My sister even suggested moving my bedroom into the living room, but the idea of having my bedroom right by the kitchen seems kind of gross, plus since the living room has no windows, it can get kind of hot.
Thanks! Nicole
Moving things away from the walls will help with the corridor effect. Rotate your sofa 90 degrees but float it in the room so that there is some space behind the sofa and the wall. Use that space behind the sofa to add a library with bookshelves (ikea Billy??). Your doorway to the bedroom looks rather large so don't worry about having it stick out in front of the door way a little.
Put your chair where your TV is now and put your TV in the corner by the kitchen or in the center of that wall. A small coffee table in front of the sofa (small square/ ottoman or long thin bench like) table will work but won't be too much in the way of your traffic flow.
view Laura's profile
move the tv to the left so it's centered on that wall...angle a smaller chair where the tv is (size & budget friendly options: borrow a chair from your dining table...upholstered dining chair from yard sale or craigslist...ikea's poang chair) that'll extend the conversation area a bit...and if you're able to spend a little, a large area rug to anchor all 3 seats would make it seem more like a room than hallway
view Stephie_is_a_dork's profile
nothing wrong with having half the room a hallway. it's psychically pleasing to have some open flow-through space, i think.
view aquilla's profile
Nothing is really wrong. Try it all and see what suits you!
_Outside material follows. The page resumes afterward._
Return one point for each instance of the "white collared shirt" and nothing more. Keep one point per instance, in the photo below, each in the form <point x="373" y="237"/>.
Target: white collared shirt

I'd try bookcase, TV, bookcase along the corridor-ish wall. The sofa opposite with the chair at 90 degrees in front of the divider. Room for a coffee table. I'd be tempted to use three IKEA Benjamin stools or stack a few more on them to use as table and/or seating.
That would just be my first inclination. It could go anywhere! That's what I love about all this: so many ways to be right.
view Cate's profile
Looking at it, I'd try the futon on the wall where the bookshelf is (to the right - or bottom of the page), move that bookshelf to the short wall on the right and put the armchair where the futon is now. I'd think about adding a stool or pouf near the far bookshelf (to move toward the futon for more seating if you have people over, to sit on while perusing your books, and just to make that side of the room feel more used. I'd leave the TV as is.
view arza's profile
get a smaller armchair? seems like that takes up more of a footprint than it deserves, given the space.
view saudoso's profile
Have you tried the sofa along the corridor wall? One way to try it without having to move all the furniture is to make a paper cutot the size of the sofa and putting it on the floor to see how it fills the space, and how walking around it etc might work
Its batty, but it might work...I could see that and then 2 armchairs facing each other in the middle of the room and bookcase tv bookcase on the wall facing the sofa. Strangely enough my living room didnt work until i turned the sofa at a 45 degree angle to the wall (I use the area behind for storage) Dont be afraid to try odd combos...
view Clairepetrol's profile
http://img249.imageshack.us/img249/6298/ideatt1.th.jpg
would this work?
view Lizzykewl's profile
Right-on Lizzykewl, I was going to suggest more or less the same thing. Plopping that sofa in the middle of the "hallway" will certainly remove the hallway/corridor feel
Also since the sofa is right in the center of the room, it draws attention to itself and can make for a very "come sit and relax on me" feel.
view Aaron Binns's profile
I'd put the sofa against one of the outside walls. If your furniture is modern, you can put a slim shelf/table behind it so the sofa appears to float away from the wall. (If your walls are white, a cheap white melamine u-shaped table on wheels from the office section of a Scandinavian store for less than $100 looks surprisingly sleek -- put a lamp and pile CDs or books on it.)
The table should be about 9 " deep and about or slightly less than the height and width of your couch.